Cet aparté familial étant écrit, reprenons la trajectoire de Pierre Méhaignerie qui a fait ses études d’agronomie à Rennes. Métier détonnant dans le milieu politique, Pierre Méhaignerie est à l’origine un ingénieur du génie rural et des eaux et forêts (à ma connaissance, seule Nathalie Kosciusko-Morizet a eu un métier approchant).

En juin 1968, Alexis Méhaignerie renonça à solliciter le renouvellement de son mandat de député et le laissa son fils Pierre se présenter, mais dans le contexte de la fin de la crise de mai 1968, ce fut le gaulliste Henri Lassourd qui remporta l’élection. Aux élections suivantes, en mars 1973, dans la même circonscription (celle de Vitré), Pierre Méhaignerie a pris sa revanche en battant le député sortant gaulliste et fut donc élu député à l’âge de 33 ans. Ce fut son entrée dans l’arène politique, tant bretonne que nationale. Il fut réélu sans discontinuité député entre mars 1973 et juin 2012. En juin 2012, sa collaboratrice Isabelle Le Callennec fut élue députée UMP de sa circonscription, battue avec surprise en juin 2017 par la candidate LREM Christine Cloarec, conseillère municipale de la majorité de Vitré depuis 2008. Pierre Méhaignerie fut également élu député européen en juin 1979 sur la liste de Simone Veil mais démissionna immédiatement en raison de ses fonctions nationales.

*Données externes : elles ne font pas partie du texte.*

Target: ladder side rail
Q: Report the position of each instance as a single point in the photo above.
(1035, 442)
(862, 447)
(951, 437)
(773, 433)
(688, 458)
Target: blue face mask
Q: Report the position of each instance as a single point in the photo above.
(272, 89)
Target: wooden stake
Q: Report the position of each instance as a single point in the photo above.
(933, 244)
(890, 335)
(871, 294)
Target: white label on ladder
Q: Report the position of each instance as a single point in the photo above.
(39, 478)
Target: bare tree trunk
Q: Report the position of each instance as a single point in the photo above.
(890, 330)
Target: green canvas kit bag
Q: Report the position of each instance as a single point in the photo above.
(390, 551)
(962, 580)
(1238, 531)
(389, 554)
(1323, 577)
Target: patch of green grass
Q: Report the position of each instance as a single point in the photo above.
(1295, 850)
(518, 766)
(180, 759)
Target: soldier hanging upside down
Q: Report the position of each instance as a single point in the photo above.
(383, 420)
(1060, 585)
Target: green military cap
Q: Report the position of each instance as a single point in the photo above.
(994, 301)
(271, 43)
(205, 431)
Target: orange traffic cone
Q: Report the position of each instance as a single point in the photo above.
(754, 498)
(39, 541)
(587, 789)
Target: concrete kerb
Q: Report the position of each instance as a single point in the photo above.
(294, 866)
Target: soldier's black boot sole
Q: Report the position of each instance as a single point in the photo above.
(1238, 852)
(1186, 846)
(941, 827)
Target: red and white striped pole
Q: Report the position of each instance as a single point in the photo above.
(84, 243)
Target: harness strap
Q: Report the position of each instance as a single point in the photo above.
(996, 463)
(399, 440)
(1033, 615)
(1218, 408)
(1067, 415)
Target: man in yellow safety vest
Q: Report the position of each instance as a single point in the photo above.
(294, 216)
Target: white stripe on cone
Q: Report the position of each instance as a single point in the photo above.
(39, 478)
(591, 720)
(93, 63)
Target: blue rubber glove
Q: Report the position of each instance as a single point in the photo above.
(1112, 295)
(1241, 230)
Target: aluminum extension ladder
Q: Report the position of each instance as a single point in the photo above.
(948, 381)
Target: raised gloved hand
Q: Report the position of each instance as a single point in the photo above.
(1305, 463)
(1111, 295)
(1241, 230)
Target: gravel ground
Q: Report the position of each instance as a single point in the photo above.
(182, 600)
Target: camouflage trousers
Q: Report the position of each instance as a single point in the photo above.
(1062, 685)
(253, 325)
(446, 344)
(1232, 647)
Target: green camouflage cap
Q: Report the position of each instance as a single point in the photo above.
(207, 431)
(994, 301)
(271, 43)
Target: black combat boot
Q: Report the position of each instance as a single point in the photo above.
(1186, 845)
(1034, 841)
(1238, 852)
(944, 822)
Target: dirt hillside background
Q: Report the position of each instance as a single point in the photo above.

Les fonctions nationales, il les a eues très tôt dans sa carrière, à l’âge de 36 ans. En effet, il fut nommé au gouvernement de Jacques Chirac le 12 janvier 1976 et resta sans discontinuer jusqu’à la fin du septennat de Valéry Giscard d’Estaing : Secrétaire d’État auprès du Ministre de l’Agriculture du 12 janvier 1976 au 29 mars 1977, puis, dans les gouvernements de Raymond Barre, Ministre de l’Agriculture du 29 mars 1977 au 13 mai 1981.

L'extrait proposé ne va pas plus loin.